There were signs, however, that the shock this week to investors as the coronavirus leaped from Asia into Europe has eased somewhat as global stock markets for the first time this week stemmed heavy selling and turned higher for the first time this week.

The price of oil — a key measure of fears surrounding the world economy — failed to rebound strongly, as economists continued to fear the fallout could tip Italy and other vulnerable European economies into recession.

Business group Ibec said that the coronavirus outbreak could weigh on hopes for the recovery of the European economy this year.

“China has accounted for a third of global growth in the past decade and feedback from member companies suggests that the impact of the coronavirus outbreak is now being witnessed in global supply chains,” Ibec said.

The Ftse 100 in London and the Cac 40 index in Paris ended slightly higher, and the Dax in Frankfurt edged higher.

Italy and other eurozone countries hit by the coronavirus outbreak are expected to benefit from waivers under EU fiscal rules that will allow them to spend more to tackle the emergency, the EU’s economics commissioner said.

Joshua Mahony, senior market analyst at online broker IG, said a sense “of relative clam” had descended for global stock markets but there were “ongoing concerns” for SMEs.

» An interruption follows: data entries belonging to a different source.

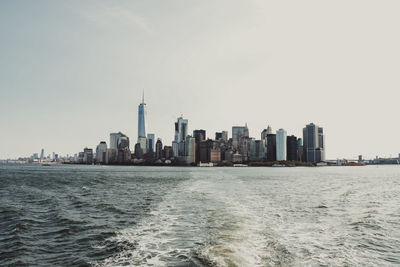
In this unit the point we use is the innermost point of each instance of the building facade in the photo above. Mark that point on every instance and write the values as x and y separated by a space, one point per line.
281 145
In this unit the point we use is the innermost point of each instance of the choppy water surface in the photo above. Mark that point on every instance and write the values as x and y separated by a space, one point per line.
114 216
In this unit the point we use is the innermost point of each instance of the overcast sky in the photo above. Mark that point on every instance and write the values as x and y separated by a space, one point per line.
71 72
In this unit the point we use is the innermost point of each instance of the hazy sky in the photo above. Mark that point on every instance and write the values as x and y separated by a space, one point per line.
71 72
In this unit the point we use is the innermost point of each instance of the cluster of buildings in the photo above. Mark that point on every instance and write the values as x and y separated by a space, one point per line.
196 148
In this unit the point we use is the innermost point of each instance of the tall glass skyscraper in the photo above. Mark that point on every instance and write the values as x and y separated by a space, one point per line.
141 119
281 147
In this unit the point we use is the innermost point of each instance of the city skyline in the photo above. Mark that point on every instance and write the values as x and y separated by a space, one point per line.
68 82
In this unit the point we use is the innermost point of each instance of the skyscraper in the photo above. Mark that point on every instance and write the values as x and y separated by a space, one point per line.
238 132
313 143
199 136
101 152
281 144
266 132
181 129
150 143
114 139
271 147
141 119
291 143
159 151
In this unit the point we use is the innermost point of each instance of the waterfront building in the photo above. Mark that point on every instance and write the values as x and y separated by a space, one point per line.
281 146
101 152
199 135
142 141
291 143
168 152
124 156
300 150
313 142
238 132
215 155
181 129
175 149
257 150
271 147
87 155
150 142
142 119
237 158
159 152
321 143
266 132
80 157
114 139
138 151
205 150
190 149
111 156
228 155
221 136
123 142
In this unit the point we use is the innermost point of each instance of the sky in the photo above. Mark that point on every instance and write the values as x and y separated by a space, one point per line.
72 72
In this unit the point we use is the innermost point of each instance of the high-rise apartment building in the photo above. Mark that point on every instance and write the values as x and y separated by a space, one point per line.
238 132
291 143
159 152
142 119
199 136
190 150
313 143
101 152
150 142
281 145
114 139
181 129
271 147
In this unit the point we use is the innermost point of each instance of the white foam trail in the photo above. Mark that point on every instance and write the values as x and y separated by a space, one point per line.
215 218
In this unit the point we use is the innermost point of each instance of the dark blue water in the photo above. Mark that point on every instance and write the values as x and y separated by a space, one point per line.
116 216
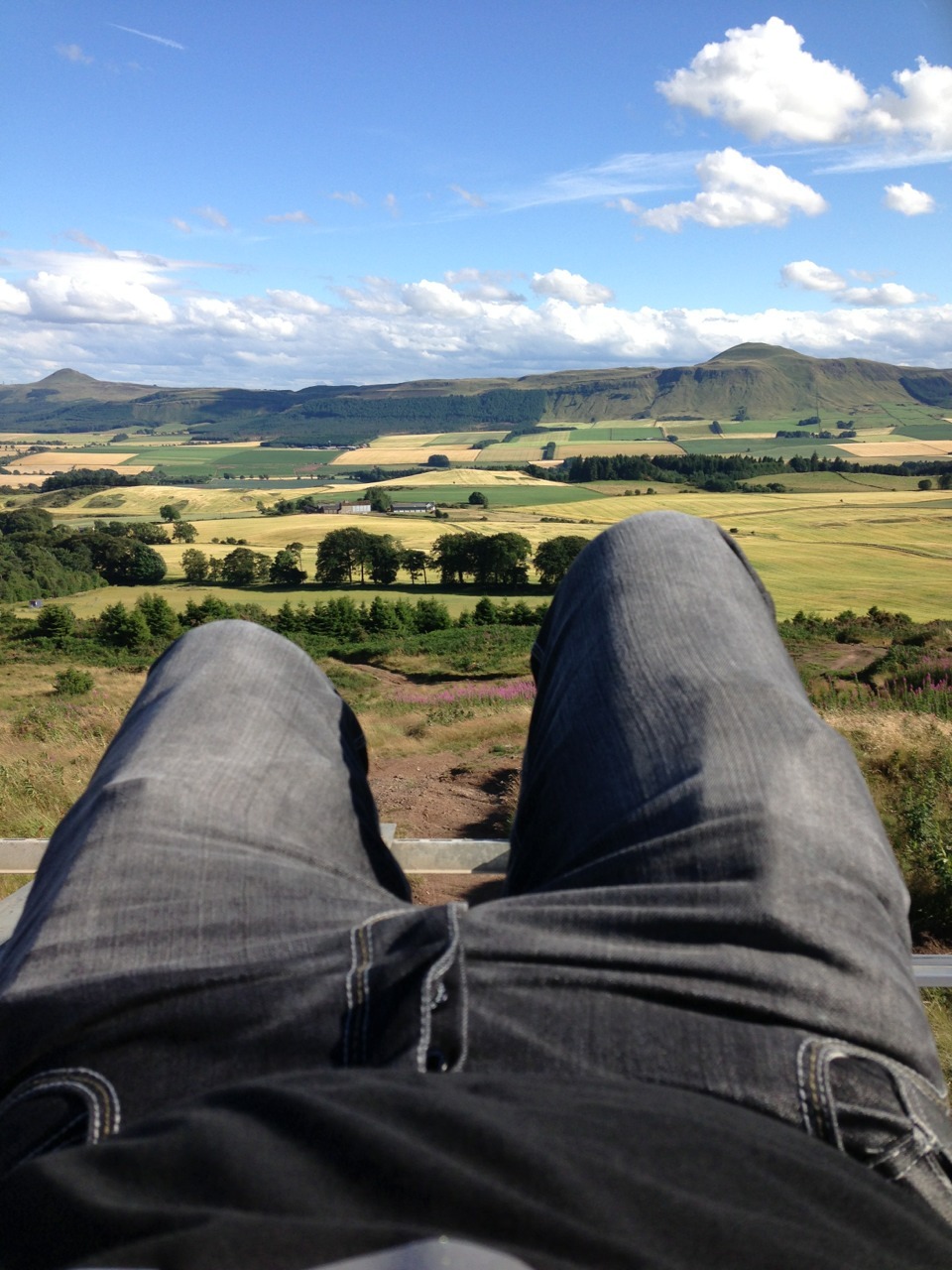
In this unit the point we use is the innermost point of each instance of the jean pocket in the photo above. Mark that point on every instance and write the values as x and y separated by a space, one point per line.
880 1112
66 1106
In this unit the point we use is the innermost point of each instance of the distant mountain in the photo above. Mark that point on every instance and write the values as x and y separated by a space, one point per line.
769 381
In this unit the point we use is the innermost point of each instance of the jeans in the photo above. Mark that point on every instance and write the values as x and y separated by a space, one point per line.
699 892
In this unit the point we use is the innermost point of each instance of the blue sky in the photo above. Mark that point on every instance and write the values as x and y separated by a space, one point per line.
371 190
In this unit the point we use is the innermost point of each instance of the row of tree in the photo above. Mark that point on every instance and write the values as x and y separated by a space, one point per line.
39 558
150 624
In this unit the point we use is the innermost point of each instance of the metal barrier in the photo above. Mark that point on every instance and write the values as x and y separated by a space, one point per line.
414 855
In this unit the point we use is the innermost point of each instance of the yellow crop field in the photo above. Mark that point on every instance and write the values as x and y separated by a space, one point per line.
64 460
873 449
590 448
381 453
513 452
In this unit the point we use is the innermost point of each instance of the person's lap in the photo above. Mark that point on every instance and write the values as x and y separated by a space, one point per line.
698 883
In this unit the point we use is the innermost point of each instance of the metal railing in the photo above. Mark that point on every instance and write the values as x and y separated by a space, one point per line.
414 855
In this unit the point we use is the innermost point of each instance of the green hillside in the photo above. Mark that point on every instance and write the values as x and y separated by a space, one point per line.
769 382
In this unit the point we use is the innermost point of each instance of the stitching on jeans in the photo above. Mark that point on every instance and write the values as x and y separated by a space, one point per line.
815 1093
357 985
98 1093
435 973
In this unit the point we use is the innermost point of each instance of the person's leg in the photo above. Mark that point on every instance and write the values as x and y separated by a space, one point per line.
191 916
698 885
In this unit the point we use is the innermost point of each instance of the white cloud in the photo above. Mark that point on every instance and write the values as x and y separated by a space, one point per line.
562 285
762 82
119 289
923 109
73 54
909 200
290 218
811 277
468 197
148 321
816 277
739 190
889 295
213 216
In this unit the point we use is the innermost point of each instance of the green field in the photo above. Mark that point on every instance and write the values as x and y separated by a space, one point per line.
925 431
240 460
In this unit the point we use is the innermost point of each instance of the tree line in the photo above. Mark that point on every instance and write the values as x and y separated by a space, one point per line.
353 557
151 624
724 472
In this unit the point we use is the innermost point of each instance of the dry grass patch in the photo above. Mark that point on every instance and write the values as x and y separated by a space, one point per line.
51 746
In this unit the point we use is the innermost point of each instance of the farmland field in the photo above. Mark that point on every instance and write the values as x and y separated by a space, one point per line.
833 545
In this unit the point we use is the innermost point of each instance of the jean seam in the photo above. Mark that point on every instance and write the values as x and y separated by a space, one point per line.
434 975
103 1112
357 987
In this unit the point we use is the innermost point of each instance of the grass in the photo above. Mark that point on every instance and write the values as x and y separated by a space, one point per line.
9 883
50 744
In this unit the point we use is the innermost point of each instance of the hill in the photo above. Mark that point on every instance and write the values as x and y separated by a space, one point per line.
766 380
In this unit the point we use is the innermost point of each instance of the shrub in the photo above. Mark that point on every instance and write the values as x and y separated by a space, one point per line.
72 684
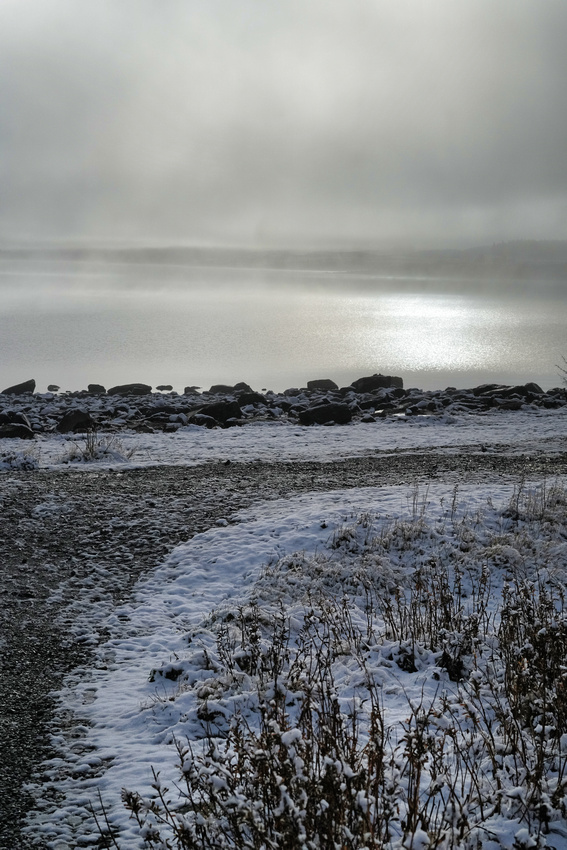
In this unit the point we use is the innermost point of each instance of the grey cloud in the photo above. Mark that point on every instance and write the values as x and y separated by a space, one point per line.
340 118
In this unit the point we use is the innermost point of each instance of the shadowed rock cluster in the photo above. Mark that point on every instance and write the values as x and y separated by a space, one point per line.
24 413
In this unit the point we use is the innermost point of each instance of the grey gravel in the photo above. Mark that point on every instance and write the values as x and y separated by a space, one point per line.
57 526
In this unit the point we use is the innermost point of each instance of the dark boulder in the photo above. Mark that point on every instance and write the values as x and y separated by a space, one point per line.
203 420
16 430
75 420
221 389
375 382
252 398
322 413
534 388
222 410
20 389
322 384
130 389
14 417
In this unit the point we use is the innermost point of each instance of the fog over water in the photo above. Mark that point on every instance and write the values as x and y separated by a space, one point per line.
97 323
383 125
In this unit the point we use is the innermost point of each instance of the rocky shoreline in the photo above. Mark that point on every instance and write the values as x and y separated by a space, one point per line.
24 413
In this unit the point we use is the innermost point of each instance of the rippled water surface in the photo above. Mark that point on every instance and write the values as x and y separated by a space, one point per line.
74 324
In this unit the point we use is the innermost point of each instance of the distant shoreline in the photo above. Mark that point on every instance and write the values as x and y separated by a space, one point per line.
521 260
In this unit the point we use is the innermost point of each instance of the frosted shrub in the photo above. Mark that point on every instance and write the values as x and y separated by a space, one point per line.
464 619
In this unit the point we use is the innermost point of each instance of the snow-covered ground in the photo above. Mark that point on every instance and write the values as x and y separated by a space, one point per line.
530 430
146 690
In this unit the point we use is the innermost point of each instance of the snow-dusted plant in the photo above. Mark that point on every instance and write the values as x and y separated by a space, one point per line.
93 446
297 746
26 460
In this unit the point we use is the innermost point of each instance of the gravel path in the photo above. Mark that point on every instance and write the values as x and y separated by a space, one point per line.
91 534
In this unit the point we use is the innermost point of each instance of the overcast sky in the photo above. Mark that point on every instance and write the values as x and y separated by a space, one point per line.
281 122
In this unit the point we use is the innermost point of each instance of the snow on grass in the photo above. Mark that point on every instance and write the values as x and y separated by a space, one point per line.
518 431
395 658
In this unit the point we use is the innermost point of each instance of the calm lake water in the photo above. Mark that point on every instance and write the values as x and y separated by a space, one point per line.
74 324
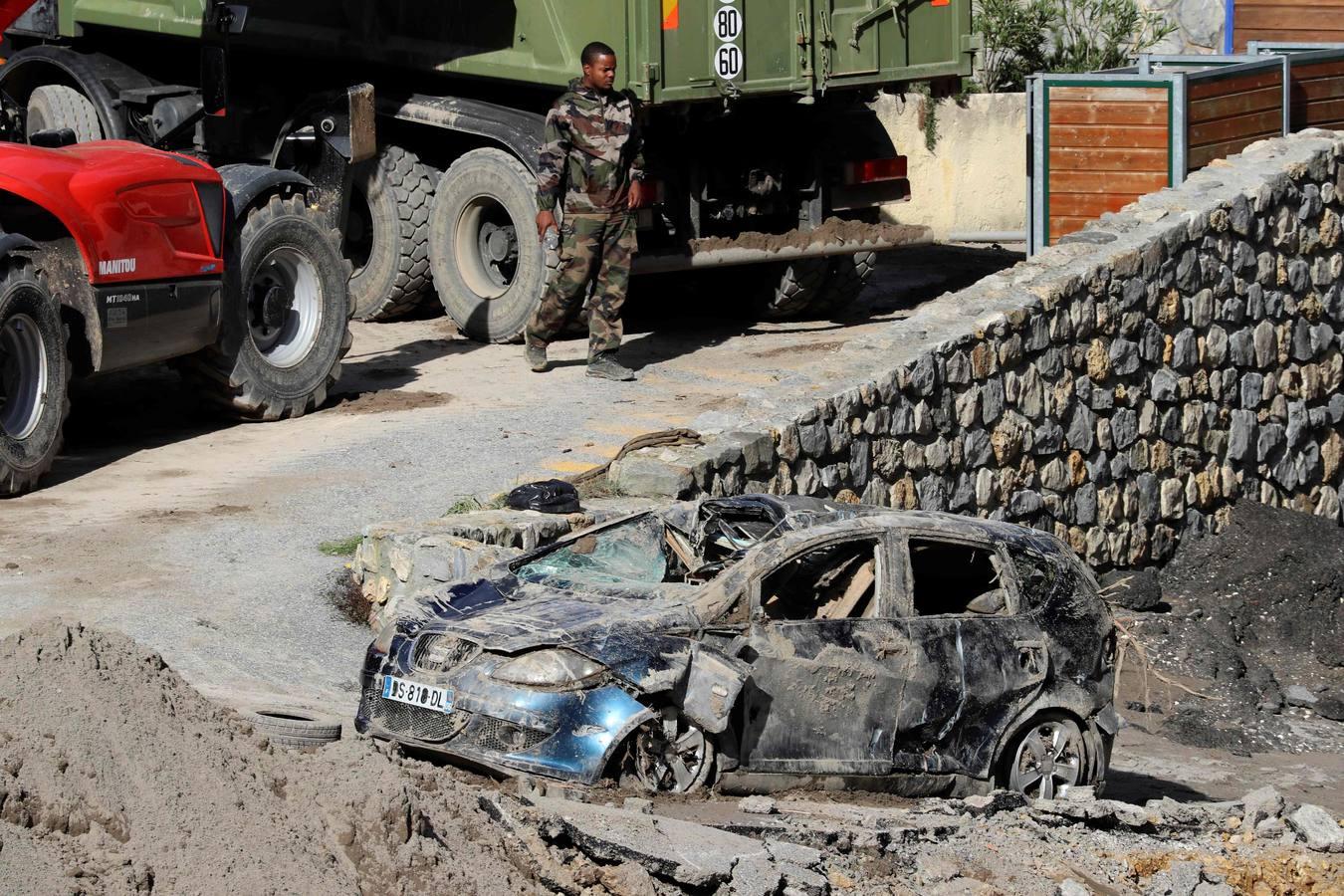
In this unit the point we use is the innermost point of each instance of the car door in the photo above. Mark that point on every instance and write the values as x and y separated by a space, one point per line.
825 672
976 653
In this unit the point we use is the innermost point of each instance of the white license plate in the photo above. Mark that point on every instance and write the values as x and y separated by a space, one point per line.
418 695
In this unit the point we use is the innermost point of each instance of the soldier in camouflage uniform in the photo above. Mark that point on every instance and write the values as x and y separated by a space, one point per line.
590 156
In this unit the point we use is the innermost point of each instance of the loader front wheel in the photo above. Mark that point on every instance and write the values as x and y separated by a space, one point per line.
287 316
484 249
34 377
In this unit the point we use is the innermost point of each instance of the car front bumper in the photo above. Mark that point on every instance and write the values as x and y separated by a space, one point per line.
567 735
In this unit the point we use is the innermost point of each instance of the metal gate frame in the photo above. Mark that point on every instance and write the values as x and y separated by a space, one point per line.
1152 72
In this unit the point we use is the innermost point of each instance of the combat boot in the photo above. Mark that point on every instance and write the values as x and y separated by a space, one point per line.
607 368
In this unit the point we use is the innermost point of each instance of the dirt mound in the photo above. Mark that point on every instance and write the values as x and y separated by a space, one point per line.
115 777
1255 619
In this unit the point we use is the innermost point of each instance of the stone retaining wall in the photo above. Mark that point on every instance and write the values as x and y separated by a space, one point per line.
1121 388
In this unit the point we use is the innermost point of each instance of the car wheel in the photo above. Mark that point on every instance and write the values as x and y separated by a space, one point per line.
387 235
34 377
1045 758
287 316
669 754
484 250
56 107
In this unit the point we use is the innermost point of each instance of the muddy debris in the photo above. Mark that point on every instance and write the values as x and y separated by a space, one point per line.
115 777
830 230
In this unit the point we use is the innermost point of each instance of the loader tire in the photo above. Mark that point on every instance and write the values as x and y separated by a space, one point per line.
488 264
287 316
845 278
387 235
34 377
54 107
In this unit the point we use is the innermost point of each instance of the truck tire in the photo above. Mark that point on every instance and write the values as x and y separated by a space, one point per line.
484 250
54 107
845 278
387 235
287 316
34 377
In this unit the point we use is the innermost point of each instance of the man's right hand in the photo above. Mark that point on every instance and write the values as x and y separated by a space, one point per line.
545 220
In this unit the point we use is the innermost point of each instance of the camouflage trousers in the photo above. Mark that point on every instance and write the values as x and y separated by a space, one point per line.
591 246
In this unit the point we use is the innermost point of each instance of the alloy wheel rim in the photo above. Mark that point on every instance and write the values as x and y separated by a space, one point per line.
287 337
671 755
487 247
23 376
1048 761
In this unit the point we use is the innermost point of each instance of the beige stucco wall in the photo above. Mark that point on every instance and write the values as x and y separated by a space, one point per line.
976 177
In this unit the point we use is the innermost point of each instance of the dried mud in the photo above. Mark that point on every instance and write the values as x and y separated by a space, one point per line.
830 231
384 400
115 777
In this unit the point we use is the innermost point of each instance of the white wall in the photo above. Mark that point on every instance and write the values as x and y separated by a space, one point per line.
976 177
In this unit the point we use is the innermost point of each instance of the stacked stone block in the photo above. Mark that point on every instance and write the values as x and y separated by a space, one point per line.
1120 389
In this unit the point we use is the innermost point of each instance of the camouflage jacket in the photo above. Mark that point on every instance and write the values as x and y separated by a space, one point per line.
590 153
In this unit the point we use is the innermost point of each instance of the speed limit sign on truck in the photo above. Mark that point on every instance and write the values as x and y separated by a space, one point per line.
728 29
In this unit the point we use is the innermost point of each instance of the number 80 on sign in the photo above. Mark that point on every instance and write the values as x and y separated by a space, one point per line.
728 29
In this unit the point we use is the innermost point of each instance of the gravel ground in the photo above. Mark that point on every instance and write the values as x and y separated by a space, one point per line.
117 777
1252 617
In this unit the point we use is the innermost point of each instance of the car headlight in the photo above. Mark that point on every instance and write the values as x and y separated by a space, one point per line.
554 668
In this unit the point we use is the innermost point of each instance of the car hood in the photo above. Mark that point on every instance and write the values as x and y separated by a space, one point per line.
507 615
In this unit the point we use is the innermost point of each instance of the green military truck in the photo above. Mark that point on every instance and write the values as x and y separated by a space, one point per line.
763 146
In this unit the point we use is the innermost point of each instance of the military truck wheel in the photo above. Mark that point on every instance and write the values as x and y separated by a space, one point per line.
54 107
484 250
34 377
287 316
848 274
387 235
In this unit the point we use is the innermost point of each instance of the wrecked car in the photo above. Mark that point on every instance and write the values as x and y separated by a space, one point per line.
755 639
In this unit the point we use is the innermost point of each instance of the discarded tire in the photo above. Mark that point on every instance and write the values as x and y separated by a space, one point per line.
845 278
288 328
54 107
793 288
484 250
387 235
34 377
291 726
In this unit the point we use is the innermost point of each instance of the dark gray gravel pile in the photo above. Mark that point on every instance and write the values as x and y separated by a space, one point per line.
1252 617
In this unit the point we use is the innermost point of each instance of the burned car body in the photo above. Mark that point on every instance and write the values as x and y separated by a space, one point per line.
759 638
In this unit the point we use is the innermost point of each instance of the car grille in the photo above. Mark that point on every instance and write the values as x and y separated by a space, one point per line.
440 652
504 737
414 722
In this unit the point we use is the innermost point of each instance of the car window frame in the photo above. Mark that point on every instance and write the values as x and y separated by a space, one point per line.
783 554
905 598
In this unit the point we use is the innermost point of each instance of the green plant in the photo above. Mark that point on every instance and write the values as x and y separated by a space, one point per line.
1021 37
1013 37
463 506
1090 35
340 547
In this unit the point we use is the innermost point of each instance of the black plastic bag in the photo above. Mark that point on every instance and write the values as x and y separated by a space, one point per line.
549 496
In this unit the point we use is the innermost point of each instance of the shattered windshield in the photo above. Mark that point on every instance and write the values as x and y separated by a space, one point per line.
625 555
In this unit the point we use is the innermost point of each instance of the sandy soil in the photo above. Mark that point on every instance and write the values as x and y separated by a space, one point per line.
115 777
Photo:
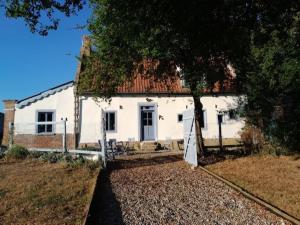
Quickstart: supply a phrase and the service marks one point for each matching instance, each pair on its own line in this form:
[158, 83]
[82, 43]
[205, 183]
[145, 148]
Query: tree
[271, 78]
[41, 15]
[200, 37]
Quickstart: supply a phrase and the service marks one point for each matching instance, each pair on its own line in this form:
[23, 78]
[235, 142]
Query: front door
[147, 123]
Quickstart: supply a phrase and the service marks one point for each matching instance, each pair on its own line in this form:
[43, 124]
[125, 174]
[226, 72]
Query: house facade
[145, 111]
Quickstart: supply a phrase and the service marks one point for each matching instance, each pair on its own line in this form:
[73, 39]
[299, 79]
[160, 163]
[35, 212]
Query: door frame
[155, 120]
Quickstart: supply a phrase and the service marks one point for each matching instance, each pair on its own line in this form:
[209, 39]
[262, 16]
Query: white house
[145, 111]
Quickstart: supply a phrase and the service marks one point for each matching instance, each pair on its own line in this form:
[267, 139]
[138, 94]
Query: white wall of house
[167, 110]
[128, 119]
[62, 103]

He said that the sharp declines for London’s small companies markets, AIM, showed “a heightened risk of a UK-wide Wuhan-style coronavirus episode which could see partial shut-downs hit small and underfunded firms”.

He added: “Shutdowns in Italy highlight the potential for the Wuhan experiences to be replicated globally, with crude demand likely to plummet if mobility becomes restricted throughout other parts of the world.”

Capital Economics in London warned that the recovery in China will take longer than looked likely just a few weeks ago.

“China’s economy will contract outright in year-on-year terms this quarter, for the first time since at least the 1990s. The leadership appears to be readying significant stimulus which should restore employment and output by the third quarter, but the hit to output during the first half of the year will still result in much slower annual growth,” it said.